Example of data recorded in an infant assigned morphine 48 h records of heart rate, oxygen saturation, and mean blood pressure every 6 h are shown for the 24 h periods before and after the clinical procedure. Episodes of tachycardia, bradycardia, oxygen desaturation, and apnoea are identified (red vertical lines). The reflex withdrawal activity, EEG activity, and change in heart rate and oxygen saturation are shown in the 10 s before and after the heel lance. The noxious-evoked brain activity template is projected onto the EEG trace (overlaid in red). The time of drug administration is indicated by the green vertical line (approximately 1 h before the clinical procedure). This infant was chosen as a representative example because he had all clinical stability events (tachycardia, bradycardia, oxygen desaturation, and apnoea) and had clear changes in reflex withdrawal, brain activity, and physiology to the heel lance. Traces of noxious-evoked brain activity to the heel lance and 48 h physiological traces for all individual infants are in the appendix. bpm=beats per min. EEG=electroencephalogram.

Figure 3

Co-primary and secondary outcome measures of analgesic efficacy Co-primary outcomes are shown in (A) and (B). (A) Mean (SE) PIPP-R scores after ROP screening. (B) Median (SE) magnitude of noxious-evoked brain activity after heel lance. The (Woody) filtered EEG is shown overlaid with the template of noxious-evoked brain activity (in red). Secondary outcomes are shown in (C) and (D). (C) Mean (SE) PIPP-R score after heel lance. (D) Median (SE) magnitude of reflex withdrawal activity after heel lance. Magnitude is quantified using RMS in 250 ms windows. EEG=electroencephalogram. EMG=electromyography. PIPP-R=Premature Infant Pain Profile-Revised. RMS=root-mean-square.
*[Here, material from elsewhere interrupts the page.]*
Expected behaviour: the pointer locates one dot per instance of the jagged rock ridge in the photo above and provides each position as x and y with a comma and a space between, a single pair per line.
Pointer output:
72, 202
ROP=retinopathy of prematurity.

Figure 4

Assessments of physiological stability (A) Median (SE) of the standardised difference in number of episodes of desaturation in the 6 h period after the clinical procedure compared with the 6 h period before. (B) Median (SE) of the standardised difference in number of episodes of desaturation in the 24 h period after the clinical procedure compared with the 24 h period before. (C) Median (SE) of the standardised difference in number of episodes of bradycardia in the 6 h period after the clinical procedure compared with the 6 h period before. (D) Median (SE) of the standardised difference in number of episodes of bradycardia in the 24 h period after the clinical procedure compared with the 24 h period before. (E) Mean (SE) heart rate during the 48 h monitoring period. (F) Mean (SE) respiratory rate during the 48 h monitoring period. (G) Mean (SE) oxygen saturation during the 48 h monitoring period. (E–G) Individual infant traces are baseline-corrected to the average baseline across all infants. Time zero is the point of the clinical procedure. Black vertical dashed line indicates the time of administration of morphine or placebo. Grey boxes indicate periods during which the treatment groups differed significantly. *p=0·0007. †p=0·019.